Mr. Moser, et.al., my

Mr. Moser, et.al., my brother was a Navy recruiter
for over 8 years after 12 years in the regular Navy.
This from an insider to the truth, you are deluded and wrong.



Well written essay here.

Well written essay here. Thank you for this story.

Attention all US soldiers: It will be solely up to you to end these wars. Every moment you spend working for the federal tyranny is time spent destroying what is left of America.

Put down your weapons, refuse to murder for the feds, and be guilty of doing the right thing.

The politicians will send you to your deaths as long as you are willing to go along with them.

Without soldiers there would be no war.

Stop being a soldiers and start standing up and thinking for yourselves!
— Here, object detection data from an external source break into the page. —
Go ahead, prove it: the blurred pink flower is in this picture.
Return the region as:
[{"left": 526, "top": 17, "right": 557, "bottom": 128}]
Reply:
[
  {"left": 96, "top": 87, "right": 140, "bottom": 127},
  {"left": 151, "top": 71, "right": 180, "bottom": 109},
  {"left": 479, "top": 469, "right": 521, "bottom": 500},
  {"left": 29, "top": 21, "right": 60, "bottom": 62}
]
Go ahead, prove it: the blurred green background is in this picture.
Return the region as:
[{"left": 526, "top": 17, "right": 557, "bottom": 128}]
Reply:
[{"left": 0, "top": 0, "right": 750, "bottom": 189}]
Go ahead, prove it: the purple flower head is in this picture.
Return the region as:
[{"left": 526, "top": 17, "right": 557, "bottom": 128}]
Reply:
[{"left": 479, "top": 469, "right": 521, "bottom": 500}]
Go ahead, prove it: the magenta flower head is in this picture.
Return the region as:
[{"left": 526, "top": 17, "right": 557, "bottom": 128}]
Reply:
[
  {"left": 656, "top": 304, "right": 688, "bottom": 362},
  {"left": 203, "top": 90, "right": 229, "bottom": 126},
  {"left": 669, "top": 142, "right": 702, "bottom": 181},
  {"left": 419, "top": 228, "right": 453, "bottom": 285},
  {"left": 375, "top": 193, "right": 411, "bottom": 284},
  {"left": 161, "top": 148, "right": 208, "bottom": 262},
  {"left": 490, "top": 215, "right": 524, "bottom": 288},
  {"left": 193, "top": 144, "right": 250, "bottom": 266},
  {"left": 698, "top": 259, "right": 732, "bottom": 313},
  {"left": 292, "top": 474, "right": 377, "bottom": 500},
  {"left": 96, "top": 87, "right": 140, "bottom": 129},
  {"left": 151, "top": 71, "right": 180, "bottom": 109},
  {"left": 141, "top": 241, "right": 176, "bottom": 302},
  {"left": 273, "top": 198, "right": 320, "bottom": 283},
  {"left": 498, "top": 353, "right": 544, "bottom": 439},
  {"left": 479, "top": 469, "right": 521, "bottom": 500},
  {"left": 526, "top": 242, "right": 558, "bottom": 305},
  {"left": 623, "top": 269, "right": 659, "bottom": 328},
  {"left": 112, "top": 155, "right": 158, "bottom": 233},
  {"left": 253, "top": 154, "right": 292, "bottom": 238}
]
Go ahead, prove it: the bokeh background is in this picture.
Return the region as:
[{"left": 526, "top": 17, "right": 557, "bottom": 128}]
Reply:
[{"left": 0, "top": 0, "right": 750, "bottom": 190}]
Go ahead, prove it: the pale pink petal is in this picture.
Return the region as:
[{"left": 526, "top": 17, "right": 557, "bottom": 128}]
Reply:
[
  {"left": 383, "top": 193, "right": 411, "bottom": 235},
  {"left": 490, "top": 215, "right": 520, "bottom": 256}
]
Sorry, Anonymous on 9/9 at

Sorry, Anonymous on 9/9 at 14:57 - you have it sightly wrong: it's easy to have war without soldiers - there are so many exploitable criminals in the world, after all. No, it's "without GENERALS there would be no war".



Dear Mr. Hedges: Your

Dear Mr. Hedges: Your articles are always hard; by "hard" I mean "difficult". Your articles are always also vitally necessary for the survival of anything remotely resembling American Values. Only the vacant-chested, brain-dead like Erich and CHEYENNE (someone teach this freak how to capitalize, 'k?) fail to be moved by the photo of the young (so young) man in uniform . . . in the coffin. As a mom, I have to force my stomach back down below my ribs, make myself witness it. Keep doing what you do, Mr. Hedges, until all the moms in American rise up and take away the war toys.